When someone on Mastodon asked for help with a Ruby question, my friend and business partner Markus kindly referred them to me, knowing that I’m always happy to help other Ruby developers. Their question was about executing Mastodon code from a custom script. In this post, I describe how I solved this problem using the Rails console and a custom subclass.
The problem the person wanted to solve was testing the logic Mastodon uses for verifying the ownership of a user’s websites.
For details on how Mastodon verifies websites, see the section “Link verification”
in the Mastodon user profile
documentation. In short, you have
to add a link from your website back to your Mastodon account using either a <a
rel="me" ...>
link in the page body or a <link rel="me" ...>
reference in its
header.
Ideally, this test would use the original Mastodon codebase to make sure it worked across application updates.
Not the solution: standalone script
On my live stream, I first attempted to write a
standalone script. My thought was to instantiate the VerifyLinkService
class
from
app/services/verify_link_service.rb
.
I was hoping I’d get away with requiring a few dependencies from the Mastodon
application, and maybe replacing a few classes with mocks.
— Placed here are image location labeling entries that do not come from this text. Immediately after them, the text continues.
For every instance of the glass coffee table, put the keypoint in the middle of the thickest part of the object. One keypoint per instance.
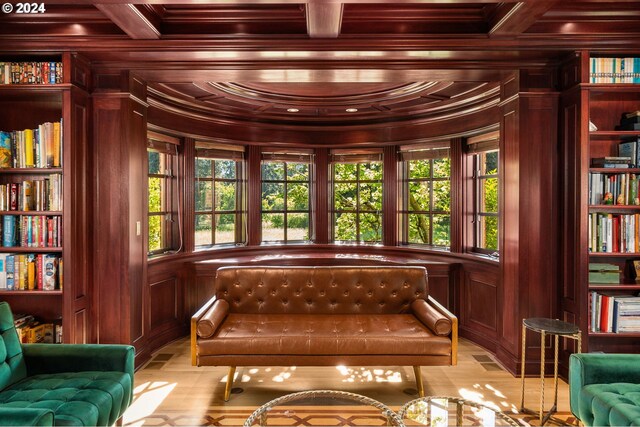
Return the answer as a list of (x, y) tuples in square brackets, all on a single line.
[(302, 408), (441, 411)]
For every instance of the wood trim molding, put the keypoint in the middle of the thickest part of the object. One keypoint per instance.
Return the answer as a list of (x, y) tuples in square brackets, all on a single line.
[(130, 20)]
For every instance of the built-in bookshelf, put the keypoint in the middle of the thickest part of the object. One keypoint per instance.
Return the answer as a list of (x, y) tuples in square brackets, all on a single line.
[(43, 156), (611, 296)]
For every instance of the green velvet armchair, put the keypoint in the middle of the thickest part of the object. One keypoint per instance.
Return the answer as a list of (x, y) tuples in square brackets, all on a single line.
[(62, 384), (605, 388)]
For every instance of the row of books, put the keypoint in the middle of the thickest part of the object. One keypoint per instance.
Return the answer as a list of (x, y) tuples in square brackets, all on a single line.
[(29, 272), (614, 313), (31, 72), (32, 195), (613, 188), (31, 231), (32, 148), (31, 330), (614, 70), (614, 233)]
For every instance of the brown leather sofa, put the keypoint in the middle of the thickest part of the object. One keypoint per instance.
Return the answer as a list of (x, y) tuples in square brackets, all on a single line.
[(323, 316)]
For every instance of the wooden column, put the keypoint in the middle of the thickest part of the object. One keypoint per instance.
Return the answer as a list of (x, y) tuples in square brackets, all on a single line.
[(120, 214), (528, 202)]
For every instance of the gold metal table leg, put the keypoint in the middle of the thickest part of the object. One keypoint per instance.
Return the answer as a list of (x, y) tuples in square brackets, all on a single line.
[(227, 388), (524, 349), (542, 361)]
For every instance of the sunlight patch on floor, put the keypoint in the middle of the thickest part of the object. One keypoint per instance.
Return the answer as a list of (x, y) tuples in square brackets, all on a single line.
[(147, 398)]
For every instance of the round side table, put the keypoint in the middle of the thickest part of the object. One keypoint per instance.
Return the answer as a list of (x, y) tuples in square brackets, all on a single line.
[(557, 328)]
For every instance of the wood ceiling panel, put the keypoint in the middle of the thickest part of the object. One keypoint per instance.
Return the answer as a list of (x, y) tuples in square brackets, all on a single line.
[(414, 19), (233, 19)]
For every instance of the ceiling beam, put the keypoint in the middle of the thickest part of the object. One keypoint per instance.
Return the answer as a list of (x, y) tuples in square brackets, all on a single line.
[(511, 19), (324, 19), (130, 20)]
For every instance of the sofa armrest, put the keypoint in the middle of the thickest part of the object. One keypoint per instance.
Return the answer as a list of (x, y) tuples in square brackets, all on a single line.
[(53, 358), (14, 416), (439, 320), (600, 368), (208, 318)]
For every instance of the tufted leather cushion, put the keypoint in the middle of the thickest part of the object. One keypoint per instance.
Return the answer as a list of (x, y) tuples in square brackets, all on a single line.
[(318, 334), (614, 404), (320, 290), (76, 398), (12, 366)]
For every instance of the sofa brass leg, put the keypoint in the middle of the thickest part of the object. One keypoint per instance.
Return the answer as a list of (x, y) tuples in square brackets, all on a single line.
[(227, 389), (418, 374)]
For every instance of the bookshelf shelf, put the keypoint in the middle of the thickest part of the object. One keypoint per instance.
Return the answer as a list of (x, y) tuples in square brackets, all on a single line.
[(620, 287), (614, 334), (611, 87), (20, 249), (615, 254), (45, 171), (609, 208), (34, 213), (614, 171), (33, 292), (42, 87)]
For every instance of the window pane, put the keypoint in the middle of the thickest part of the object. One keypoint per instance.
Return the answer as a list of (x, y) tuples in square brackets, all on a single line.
[(489, 196), (225, 228), (272, 227), (345, 171), (225, 169), (489, 232), (371, 197), (442, 168), (155, 194), (441, 196), (345, 196), (225, 196), (298, 171), (419, 196), (155, 232), (297, 197), (371, 171), (272, 196), (273, 171), (203, 230), (419, 169), (204, 196), (154, 162), (489, 163), (203, 168), (370, 227), (345, 227), (298, 226), (419, 228), (441, 230)]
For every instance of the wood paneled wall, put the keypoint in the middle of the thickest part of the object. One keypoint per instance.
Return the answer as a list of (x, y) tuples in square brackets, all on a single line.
[(120, 224)]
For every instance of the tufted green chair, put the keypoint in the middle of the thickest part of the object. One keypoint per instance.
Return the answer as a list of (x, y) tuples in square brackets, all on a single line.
[(605, 388), (62, 384)]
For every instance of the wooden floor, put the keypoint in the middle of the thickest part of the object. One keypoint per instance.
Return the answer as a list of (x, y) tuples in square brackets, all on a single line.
[(169, 384)]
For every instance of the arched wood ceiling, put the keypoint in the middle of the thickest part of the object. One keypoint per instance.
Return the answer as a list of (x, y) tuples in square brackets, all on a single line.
[(329, 103)]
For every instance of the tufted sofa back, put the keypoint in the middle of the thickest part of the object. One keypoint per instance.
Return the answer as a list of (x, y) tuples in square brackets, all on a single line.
[(12, 366), (321, 290)]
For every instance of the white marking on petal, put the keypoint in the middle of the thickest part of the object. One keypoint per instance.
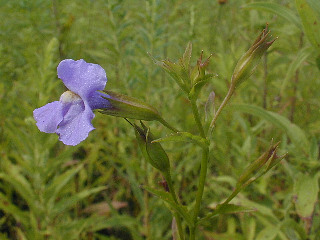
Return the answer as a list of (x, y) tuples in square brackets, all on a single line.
[(70, 97)]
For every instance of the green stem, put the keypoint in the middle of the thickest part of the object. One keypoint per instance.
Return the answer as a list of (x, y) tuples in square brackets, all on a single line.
[(223, 104), (197, 117), (202, 179), (166, 124), (168, 178)]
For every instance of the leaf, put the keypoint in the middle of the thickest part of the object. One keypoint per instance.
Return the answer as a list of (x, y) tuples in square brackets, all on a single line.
[(184, 137), (295, 133), (276, 9), (269, 233), (227, 209), (306, 190), (310, 22), (302, 55), (187, 55), (165, 196)]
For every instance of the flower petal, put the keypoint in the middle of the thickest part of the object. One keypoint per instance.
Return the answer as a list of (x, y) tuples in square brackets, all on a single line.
[(76, 124), (97, 101), (81, 77), (48, 117)]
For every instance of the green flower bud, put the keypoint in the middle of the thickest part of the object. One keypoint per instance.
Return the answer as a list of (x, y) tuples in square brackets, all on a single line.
[(153, 152), (248, 62), (129, 107), (268, 159)]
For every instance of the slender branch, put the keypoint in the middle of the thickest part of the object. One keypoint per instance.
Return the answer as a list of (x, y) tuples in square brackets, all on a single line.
[(168, 178), (265, 87), (197, 117), (166, 124), (223, 104), (295, 86), (202, 179)]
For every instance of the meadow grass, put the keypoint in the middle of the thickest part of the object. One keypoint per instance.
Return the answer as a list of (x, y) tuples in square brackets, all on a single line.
[(95, 190)]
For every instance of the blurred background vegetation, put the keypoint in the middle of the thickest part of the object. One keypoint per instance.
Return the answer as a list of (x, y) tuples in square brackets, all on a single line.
[(92, 191)]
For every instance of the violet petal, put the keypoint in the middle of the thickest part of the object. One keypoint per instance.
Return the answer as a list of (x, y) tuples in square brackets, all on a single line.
[(76, 124), (48, 117), (81, 77), (96, 100)]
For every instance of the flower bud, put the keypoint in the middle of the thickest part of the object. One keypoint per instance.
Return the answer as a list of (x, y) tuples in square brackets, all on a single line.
[(248, 62), (153, 152), (129, 107), (269, 159)]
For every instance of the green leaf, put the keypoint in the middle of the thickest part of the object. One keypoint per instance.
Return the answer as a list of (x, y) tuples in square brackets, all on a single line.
[(165, 196), (301, 56), (306, 190), (295, 133), (315, 5), (269, 233), (227, 209), (187, 56), (184, 137), (276, 9), (310, 22)]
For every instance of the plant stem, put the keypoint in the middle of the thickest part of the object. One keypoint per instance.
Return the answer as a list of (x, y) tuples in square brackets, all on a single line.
[(168, 178), (166, 124), (197, 117), (223, 104), (202, 179)]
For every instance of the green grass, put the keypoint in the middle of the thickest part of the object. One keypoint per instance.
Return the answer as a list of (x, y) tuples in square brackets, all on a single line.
[(48, 190)]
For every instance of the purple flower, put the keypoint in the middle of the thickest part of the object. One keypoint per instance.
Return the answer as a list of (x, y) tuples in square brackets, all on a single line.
[(71, 116)]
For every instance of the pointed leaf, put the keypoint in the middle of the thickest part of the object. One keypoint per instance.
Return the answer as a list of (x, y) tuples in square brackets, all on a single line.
[(306, 190), (227, 209)]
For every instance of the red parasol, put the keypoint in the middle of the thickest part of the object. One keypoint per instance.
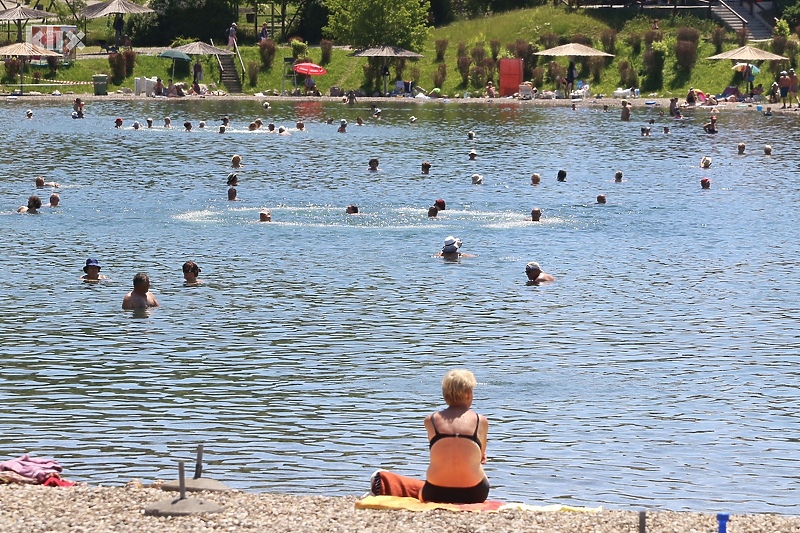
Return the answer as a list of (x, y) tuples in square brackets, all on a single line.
[(309, 69)]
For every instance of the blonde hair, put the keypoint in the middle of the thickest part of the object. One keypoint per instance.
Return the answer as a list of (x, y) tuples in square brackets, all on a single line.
[(457, 386)]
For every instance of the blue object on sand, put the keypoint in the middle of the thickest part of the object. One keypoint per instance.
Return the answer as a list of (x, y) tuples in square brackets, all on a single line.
[(723, 522)]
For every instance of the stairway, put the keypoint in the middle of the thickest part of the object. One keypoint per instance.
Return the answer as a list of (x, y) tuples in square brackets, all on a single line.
[(230, 74), (757, 29)]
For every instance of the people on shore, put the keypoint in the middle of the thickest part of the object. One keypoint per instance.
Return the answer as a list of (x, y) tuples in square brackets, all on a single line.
[(457, 440), (190, 273), (91, 272), (536, 275), (140, 297)]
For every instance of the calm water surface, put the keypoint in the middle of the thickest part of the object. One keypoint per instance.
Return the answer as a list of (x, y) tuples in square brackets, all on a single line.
[(660, 370)]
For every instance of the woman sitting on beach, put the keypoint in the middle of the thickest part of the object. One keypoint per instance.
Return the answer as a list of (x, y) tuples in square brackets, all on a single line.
[(457, 439)]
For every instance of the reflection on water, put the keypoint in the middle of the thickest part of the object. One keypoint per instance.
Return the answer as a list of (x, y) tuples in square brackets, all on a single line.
[(659, 370)]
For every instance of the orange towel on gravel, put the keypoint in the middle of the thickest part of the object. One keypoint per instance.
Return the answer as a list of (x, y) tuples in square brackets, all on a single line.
[(396, 485), (413, 504)]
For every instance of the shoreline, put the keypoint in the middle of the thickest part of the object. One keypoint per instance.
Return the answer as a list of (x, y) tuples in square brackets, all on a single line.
[(35, 508)]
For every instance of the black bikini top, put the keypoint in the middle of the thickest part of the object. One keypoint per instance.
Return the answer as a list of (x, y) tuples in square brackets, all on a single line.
[(474, 437)]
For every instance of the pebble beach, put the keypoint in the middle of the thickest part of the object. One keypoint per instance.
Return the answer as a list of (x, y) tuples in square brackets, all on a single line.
[(37, 509)]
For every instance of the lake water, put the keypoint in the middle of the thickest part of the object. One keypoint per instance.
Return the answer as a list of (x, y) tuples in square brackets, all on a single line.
[(660, 370)]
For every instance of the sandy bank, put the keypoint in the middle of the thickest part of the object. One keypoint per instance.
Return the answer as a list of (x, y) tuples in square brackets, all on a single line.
[(34, 509)]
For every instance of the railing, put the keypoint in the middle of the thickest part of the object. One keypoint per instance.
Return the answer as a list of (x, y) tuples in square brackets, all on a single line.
[(219, 63), (239, 55)]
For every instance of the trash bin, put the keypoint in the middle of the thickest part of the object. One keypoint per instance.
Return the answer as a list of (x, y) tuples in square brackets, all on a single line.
[(100, 84)]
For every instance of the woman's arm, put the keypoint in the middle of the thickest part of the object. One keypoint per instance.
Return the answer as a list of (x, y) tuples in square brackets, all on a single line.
[(483, 434)]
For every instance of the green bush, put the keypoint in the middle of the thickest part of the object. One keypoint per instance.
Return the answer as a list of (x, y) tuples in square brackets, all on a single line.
[(477, 77), (463, 64), (688, 34), (130, 61), (609, 40), (685, 54), (13, 67), (718, 38), (252, 73), (478, 53), (781, 29), (326, 45), (441, 49), (634, 40), (440, 75), (299, 48), (494, 46)]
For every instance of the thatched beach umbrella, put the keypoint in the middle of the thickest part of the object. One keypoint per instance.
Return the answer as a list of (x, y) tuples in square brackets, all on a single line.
[(20, 13), (199, 48), (748, 53), (25, 51), (113, 7)]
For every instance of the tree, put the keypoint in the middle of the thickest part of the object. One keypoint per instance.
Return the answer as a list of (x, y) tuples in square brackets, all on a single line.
[(365, 23)]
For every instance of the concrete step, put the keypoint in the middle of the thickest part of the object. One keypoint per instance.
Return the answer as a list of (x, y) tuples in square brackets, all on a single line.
[(757, 28), (230, 74)]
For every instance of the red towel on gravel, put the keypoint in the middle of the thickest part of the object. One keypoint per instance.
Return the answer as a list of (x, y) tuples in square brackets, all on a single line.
[(396, 485)]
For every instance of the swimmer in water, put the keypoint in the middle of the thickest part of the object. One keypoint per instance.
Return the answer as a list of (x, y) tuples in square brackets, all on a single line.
[(91, 272), (190, 273), (536, 275), (140, 297)]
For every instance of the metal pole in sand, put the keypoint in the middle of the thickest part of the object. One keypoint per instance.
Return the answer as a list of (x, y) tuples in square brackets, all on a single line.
[(181, 506), (197, 483), (198, 467)]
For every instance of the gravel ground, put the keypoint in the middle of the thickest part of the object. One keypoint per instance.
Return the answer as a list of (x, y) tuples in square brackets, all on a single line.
[(37, 509)]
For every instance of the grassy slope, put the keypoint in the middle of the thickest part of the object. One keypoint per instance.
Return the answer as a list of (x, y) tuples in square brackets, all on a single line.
[(345, 71)]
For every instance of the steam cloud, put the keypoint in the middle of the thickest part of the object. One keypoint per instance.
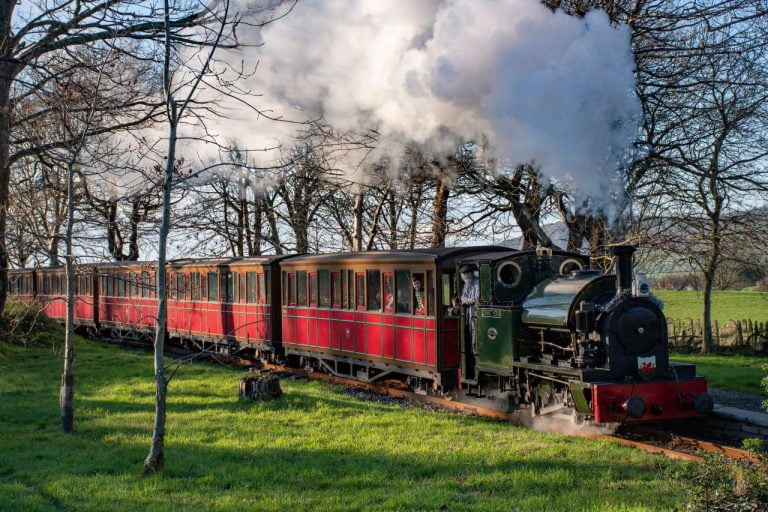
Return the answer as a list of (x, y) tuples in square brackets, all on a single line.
[(539, 85)]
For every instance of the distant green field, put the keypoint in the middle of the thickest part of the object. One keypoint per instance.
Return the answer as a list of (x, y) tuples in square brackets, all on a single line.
[(725, 305), (737, 373), (316, 448)]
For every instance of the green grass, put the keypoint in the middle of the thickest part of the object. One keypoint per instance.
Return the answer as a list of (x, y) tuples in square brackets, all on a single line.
[(737, 373), (314, 449), (725, 305)]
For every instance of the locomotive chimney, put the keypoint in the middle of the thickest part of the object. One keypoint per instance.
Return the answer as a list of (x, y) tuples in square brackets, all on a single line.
[(623, 255)]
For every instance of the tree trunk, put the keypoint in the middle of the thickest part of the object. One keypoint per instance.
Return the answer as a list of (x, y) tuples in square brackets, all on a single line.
[(133, 236), (274, 233), (156, 458), (392, 211), (706, 331), (67, 392), (256, 233), (709, 279), (440, 212), (357, 213), (9, 68)]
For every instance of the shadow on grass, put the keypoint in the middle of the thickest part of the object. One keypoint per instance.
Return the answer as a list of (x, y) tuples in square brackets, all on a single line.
[(361, 478)]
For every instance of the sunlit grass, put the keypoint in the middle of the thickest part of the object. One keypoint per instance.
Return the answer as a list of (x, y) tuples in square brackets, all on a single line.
[(725, 305), (737, 373), (314, 449)]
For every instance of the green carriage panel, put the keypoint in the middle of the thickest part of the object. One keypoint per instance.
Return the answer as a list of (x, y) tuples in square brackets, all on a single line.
[(497, 330)]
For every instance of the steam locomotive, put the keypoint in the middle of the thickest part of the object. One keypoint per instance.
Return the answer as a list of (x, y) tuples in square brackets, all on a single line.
[(551, 335)]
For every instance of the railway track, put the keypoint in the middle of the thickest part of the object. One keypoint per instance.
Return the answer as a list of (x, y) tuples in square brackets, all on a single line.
[(648, 439)]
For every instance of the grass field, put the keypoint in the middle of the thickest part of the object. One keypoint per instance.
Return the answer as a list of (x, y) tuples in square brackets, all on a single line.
[(725, 305), (737, 373), (314, 449)]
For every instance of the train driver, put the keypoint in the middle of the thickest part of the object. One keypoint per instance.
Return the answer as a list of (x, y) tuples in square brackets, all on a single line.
[(418, 294), (469, 297)]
But I quickly ended
up including ActionSupport
and the kitchen sink, which made this approach
unviable.
The solution: Rails console
In order to use the original verification code, I had to to run it in the context of the Mastodon application. The easiest way to do this is using the Rails console. However, spinning up a Rails console requires a working Rails application–database and all. Before I describe how to solve this, let’s first build the code we’re going to run inside the Rails console to test the verification.
Building the test
Maybe I would have been able to use the original VerifyLinkService
class with
a few tweaks, but after closer inspection, I was actually only interested in its
methods perform_request!
and link_back_present?
. One fetches the website in
question, the other checks if it contains a valid link back to Mastodon.
Unfortunately, both methods use instance variables set in the constructor using
Mastodon user data. And, to make matters worse, they’re (rightfully) private
methods, which meant that nobody is allowed to call them. And just when I told
my viewers, “Well, nobody but the class itself, of course”, inspiration hit me:
Not only a class is allowed to call its private methods, but also its child
classes! All I had to do is create a subclass of VerifyLinkService
, provide
our test details in its constructor, and call the two methods required to
execute the verification. This is what I ended up with:
class ManualVerifyLinkService < VerifyLinkService
def initialize
@link_back = "https://mastodon.social/@geewiz"
@url = "https://www.geewiz.dev"
end
def check
perform_request!
if link_back_present?
puts "Verification successful."
else
puts "Verification failed."
end
end
end
Spinning up Mastodon
This left the problem of getting Mastodon running. The fastest way to run a
Rails application with its auxiliary services and not have to do lots of manual
installation is generally with Docker containers, and Mastodon is no exception.
Conveniently, the Mastodon code repository already comes with a
docker-compose.yml
definition that contains everything we need. I found a
How-To
on the web that describes the launch process well. All I had to do was follow it
until, and including, the step where the whole setup is started by the
docker-compose up -d
command.
In this state, I was able to launch a Rails console inside the already running web application container:
docker-compose exec -it web bundle exec rails console
Running the test
Into this console, I pasted the definition of my ManualVerifyLinkService
class from above.
And finally, I was able to execute the verification by instantiating an object
and calling its check
method:
v=ManualVerifyLinkService.new
v.check
Since my website is already verified by Mastodon, the result was positive.
This was a fun experiment, and as is often the case when I help someone, I’ve learned something myself in the process.